Beautiful libraries date back to ancient times—Alexandria, Rome, the Valley of Mexico, China, Arabic Spain, the Vatican—but anyone who has passed time at the New York City Public Library knows how extraordinary and fantastical libraries still are. Just sit at one of those long tables where the wood has known the impress of readers researching the creatures of Greek myth, the ruin of ancient cities and the weapons of modern warfare, the faith of Buddhists, the political machines of Chicago or the fine wines of California. Whoever it was who sat where you are sitting may have been a scholar, a writer, an advertising executive, a teacher, or a plumber on his day off. He, or she, may have been writing a Pulitzer Prize-winning history or researching the best cheeses. She, or he, may have been reading a Shakespearean play or studying the history of the stock market. The library contains the world, and you have been dropped there at its heart. You sit there, blessed by the long light from tall windows and the rustle of soft voices and turning pages. It’s like grace.
There are much smaller libraries like that in the Northeast Kingdom of Vermont. Climb a circular staircase in St. Johnsbury’s Athenaeum to reference books where you can study a volume of Abby Hemenway’s Gazeteer for Orleans County where the tales of pioneers like Silence Cobb and Samuel Craftsbury come to life on the yellowing pages. There, where shelves of books stand tall as the ceiling, if you pay close attention to tomes rich with agricultural statistics you can hear sheep bleating; if you study Fodor’s you can travel the world and back in the space of a few hours. Of course, that’s if you have an imagination. But who wouldn’t in a space so rich and so full of past lives?

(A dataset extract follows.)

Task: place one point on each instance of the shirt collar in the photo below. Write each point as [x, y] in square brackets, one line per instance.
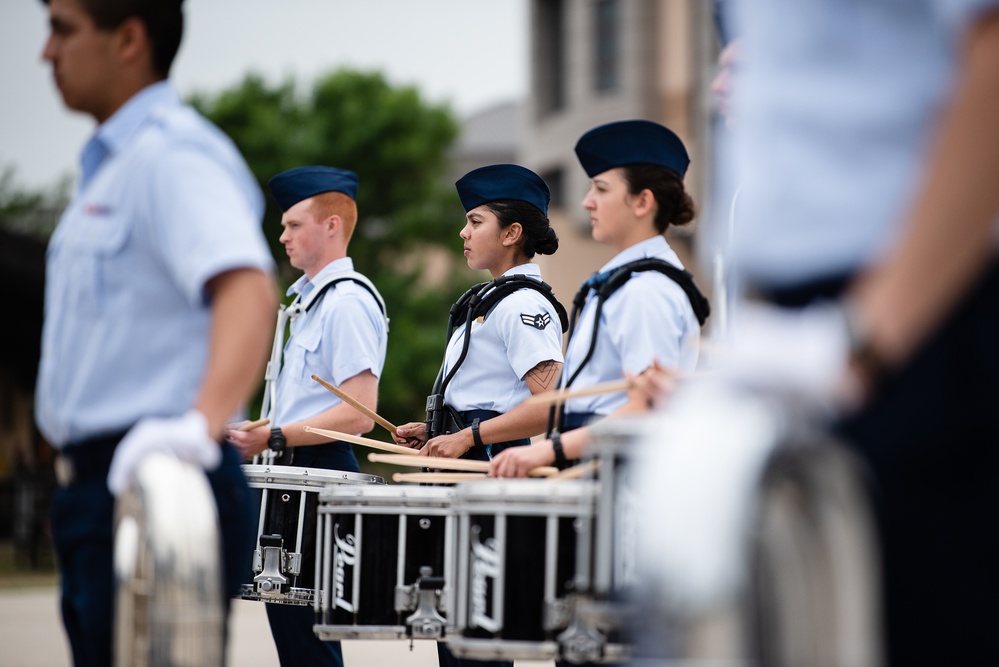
[118, 130]
[652, 247]
[303, 285]
[111, 136]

The libraries of the Northeast Kingdom often occupy old houses where extended families celebrated the holidays in what was once a formal dining room or a parlor, or stores where the wooden floors still slope, where the shelves that hold books once held sugar and flour, where a glass cabinet once exhibited ladies hats for sale. The rooms in these libraries are astir with the people who once lived there, shopped there, or shared the town’s gossip. The hubbub from them and from the thousands of characters who inhabit all those books would be overwhelming if we could hear it. But magically, it’s become a remarkable silence—a full living silence. Not like any other.
In the Northeast Kingdom, you can sit by fireplaces of colored brick, granite, or marble on the finest oak furniture or a grand settee. You can daydream while you watch the light stream through a stained glass window. You can admire old bindings or read the latest mystery novel.
Today, of course, you can also google and write e-mails and research oceanic tides and African tribes online. You can play video games and chafe at the news in the Huffington Post. All in those same magical places.
Over the millenia, books have come in the form of stones, bamboo strips and silk sheets, the skins of animals, clay tablets, papyrus, parchment and bound paper. Today, they come in computers made of metal, plastic and who knows which of its derivatives—and inside, information transformed into digits.
Libraries have come in just as many forms. None of them have endured: most often, they’ve been destroyed by war and fire, and the information stored in them lost.
Perhaps digital information will be different since it’s ubiquitous and not confined to any single place. As different as our new libraries.
Still, I can’t help hoping the libraries of the future have fireplaces, comfortable chairs, old wood and ghosts lurking ‘round.